The Hawaii Museum of Contemporary Art will feature artists Rick Ryken, Julianna Ziegler and Steve Irvine at a gallery opening at 5:30 p.m. on Friday. The trio’s art will be on display June 7-25. Admission is free.
The Hawaii Museum of Contemporary Art will feature artists Rick Ryken, Julianna Ziegler and Steve Irvine at a gallery opening at 5:30 p.m. on Friday. The trio’s art will be on display June 7-25. Admission is free.
Ryken’s art consist of oil paintings which are largely mythical in scope relying on graphic elements and often suggest a “Fauve” flavor. Although Ryken has only been painting for a few years, his style is both strong and personal. The work lends itself to storytelling and as one takes the time to engage in the works the fantasy only deepens through his interplay of the primitive and the sophisticated elements in his paintings.
Ziegler’s art revisits the Renaissance Classical drawing with her own interpretation using gray scale values on textured grounds. Ziegler who is considered a fine drafts-person, brings an ephemeral sensibility to her drawings. Her work is composed of delicate lines, smudges and shapes invoking the temporary state of human existence both as body and as species. There is no urgency here in her work but a transcendent calm as if peace has been made by the artist with her own existence. To quote Ziegler, “The people I draw will never again exist in exactly the same form from which they were drawn, for they will age and eventually perish.”

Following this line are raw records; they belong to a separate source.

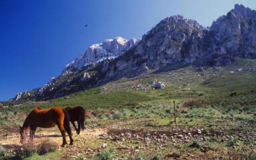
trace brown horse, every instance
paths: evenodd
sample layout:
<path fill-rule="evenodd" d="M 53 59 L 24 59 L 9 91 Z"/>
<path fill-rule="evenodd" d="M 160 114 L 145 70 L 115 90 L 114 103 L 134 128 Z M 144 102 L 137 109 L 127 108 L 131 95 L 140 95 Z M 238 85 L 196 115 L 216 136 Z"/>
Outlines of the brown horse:
<path fill-rule="evenodd" d="M 37 127 L 51 128 L 56 124 L 63 138 L 62 146 L 63 146 L 67 144 L 65 135 L 66 132 L 67 132 L 69 136 L 70 145 L 72 145 L 74 140 L 72 137 L 69 122 L 68 112 L 60 107 L 54 107 L 46 109 L 36 107 L 27 116 L 23 126 L 20 127 L 20 142 L 22 143 L 23 142 L 24 136 L 26 134 L 28 128 L 30 129 L 30 138 L 32 139 Z"/>
<path fill-rule="evenodd" d="M 67 107 L 65 109 L 68 113 L 70 120 L 75 128 L 76 133 L 79 134 L 81 128 L 82 127 L 83 130 L 84 129 L 84 116 L 85 114 L 84 109 L 81 106 L 78 106 L 73 108 Z M 75 121 L 77 122 L 78 124 L 78 128 L 76 127 L 74 123 Z"/>

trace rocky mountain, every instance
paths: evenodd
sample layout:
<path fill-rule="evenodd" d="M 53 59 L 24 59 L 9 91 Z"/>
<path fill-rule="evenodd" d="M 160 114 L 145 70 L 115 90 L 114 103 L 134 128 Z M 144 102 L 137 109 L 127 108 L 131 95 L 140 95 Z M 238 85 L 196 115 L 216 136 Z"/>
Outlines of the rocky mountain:
<path fill-rule="evenodd" d="M 236 4 L 207 28 L 182 16 L 172 16 L 161 20 L 139 42 L 123 40 L 118 37 L 92 46 L 51 83 L 14 99 L 18 102 L 24 96 L 26 100 L 48 100 L 145 72 L 255 58 L 256 11 Z"/>
<path fill-rule="evenodd" d="M 74 61 L 68 64 L 62 73 L 84 68 L 106 59 L 114 59 L 133 47 L 140 41 L 136 38 L 126 39 L 120 37 L 108 39 L 102 43 L 91 46 Z"/>

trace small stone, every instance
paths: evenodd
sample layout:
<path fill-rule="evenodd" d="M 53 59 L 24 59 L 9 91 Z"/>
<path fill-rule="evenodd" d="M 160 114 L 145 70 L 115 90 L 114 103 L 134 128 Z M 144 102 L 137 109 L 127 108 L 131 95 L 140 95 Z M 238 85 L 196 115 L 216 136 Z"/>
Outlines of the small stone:
<path fill-rule="evenodd" d="M 177 136 L 177 137 L 180 138 L 183 137 L 183 136 L 181 134 L 180 134 L 179 135 L 178 135 Z"/>
<path fill-rule="evenodd" d="M 108 145 L 107 145 L 106 143 L 103 143 L 100 146 L 100 148 L 105 148 L 107 147 L 107 146 L 108 146 Z"/>
<path fill-rule="evenodd" d="M 196 129 L 196 132 L 198 134 L 202 134 L 202 131 L 201 131 L 201 130 L 198 128 Z"/>

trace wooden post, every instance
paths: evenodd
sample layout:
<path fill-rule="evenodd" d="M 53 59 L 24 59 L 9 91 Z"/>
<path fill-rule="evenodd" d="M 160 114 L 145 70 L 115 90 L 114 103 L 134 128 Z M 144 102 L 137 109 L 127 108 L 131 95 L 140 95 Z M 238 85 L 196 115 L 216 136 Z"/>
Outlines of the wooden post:
<path fill-rule="evenodd" d="M 173 101 L 173 106 L 174 110 L 174 123 L 176 124 L 176 108 L 175 108 L 175 101 Z"/>

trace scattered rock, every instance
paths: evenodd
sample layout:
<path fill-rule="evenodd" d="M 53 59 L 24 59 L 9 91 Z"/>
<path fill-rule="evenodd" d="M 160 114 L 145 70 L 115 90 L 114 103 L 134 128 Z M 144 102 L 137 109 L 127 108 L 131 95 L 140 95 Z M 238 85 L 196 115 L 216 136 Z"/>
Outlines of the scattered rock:
<path fill-rule="evenodd" d="M 154 84 L 154 88 L 155 89 L 164 89 L 165 85 L 164 83 L 157 82 Z"/>
<path fill-rule="evenodd" d="M 107 145 L 107 144 L 104 143 L 101 146 L 100 146 L 100 148 L 105 148 L 107 146 L 108 146 L 108 145 Z"/>
<path fill-rule="evenodd" d="M 198 134 L 202 134 L 202 131 L 201 131 L 201 130 L 200 130 L 199 129 L 197 128 L 196 129 L 196 133 Z"/>

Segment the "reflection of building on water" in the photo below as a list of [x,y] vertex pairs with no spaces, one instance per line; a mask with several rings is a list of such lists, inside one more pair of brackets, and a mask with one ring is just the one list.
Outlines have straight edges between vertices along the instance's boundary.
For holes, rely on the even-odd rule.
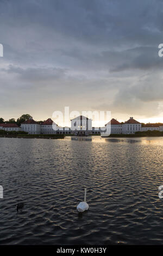
[[71,137],[71,141],[92,141],[92,138],[86,138],[85,137]]

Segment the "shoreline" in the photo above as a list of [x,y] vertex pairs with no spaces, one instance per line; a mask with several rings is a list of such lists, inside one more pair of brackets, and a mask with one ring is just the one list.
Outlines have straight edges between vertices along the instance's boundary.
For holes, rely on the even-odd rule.
[[0,135],[0,138],[16,138],[18,139],[64,139],[65,136],[18,136],[18,135]]

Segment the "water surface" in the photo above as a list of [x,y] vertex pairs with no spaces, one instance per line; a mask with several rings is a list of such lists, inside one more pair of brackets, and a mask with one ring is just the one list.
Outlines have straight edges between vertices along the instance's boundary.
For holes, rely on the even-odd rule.
[[162,137],[1,138],[0,149],[1,245],[163,244]]

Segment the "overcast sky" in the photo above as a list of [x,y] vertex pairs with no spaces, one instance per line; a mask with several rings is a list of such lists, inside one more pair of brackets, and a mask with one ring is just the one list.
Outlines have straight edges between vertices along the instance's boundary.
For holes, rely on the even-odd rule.
[[159,0],[0,2],[0,117],[110,111],[163,122]]

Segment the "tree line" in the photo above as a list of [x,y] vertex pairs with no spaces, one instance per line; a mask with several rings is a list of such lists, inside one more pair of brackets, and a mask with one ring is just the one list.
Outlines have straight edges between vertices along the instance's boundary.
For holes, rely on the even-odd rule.
[[4,123],[12,123],[16,124],[17,125],[20,126],[22,123],[23,123],[29,118],[32,118],[32,117],[29,114],[24,114],[22,115],[19,118],[17,118],[16,120],[15,118],[11,118],[9,120],[5,121],[3,118],[0,118],[0,124]]

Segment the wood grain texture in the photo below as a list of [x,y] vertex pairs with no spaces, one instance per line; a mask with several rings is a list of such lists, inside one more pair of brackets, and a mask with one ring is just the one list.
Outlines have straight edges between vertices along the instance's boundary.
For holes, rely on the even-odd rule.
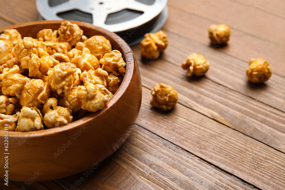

Irvine, artist of “From Spirit to Paint,” was born in Los Angeles and moved to Hawaii in 1968 inspired by the lush nature of the islands. Irvine’s style spans a variety of influences, combining strong academic training with textural passages, abstract notations, and thematic shifts while maintaining a strong hold on the mythical while referencing the real. His art over the years has become increasingly complex and colorful as he embraces the tropical pallet of the islands on exhibit in the Makai Gallery.
Gallery hours are: Tuesday-Thursdday, 9 a.m. to 4 p.m.; Friday and Saturday, 10 a.m. until 7 p.m.; closed Sunday and Monday.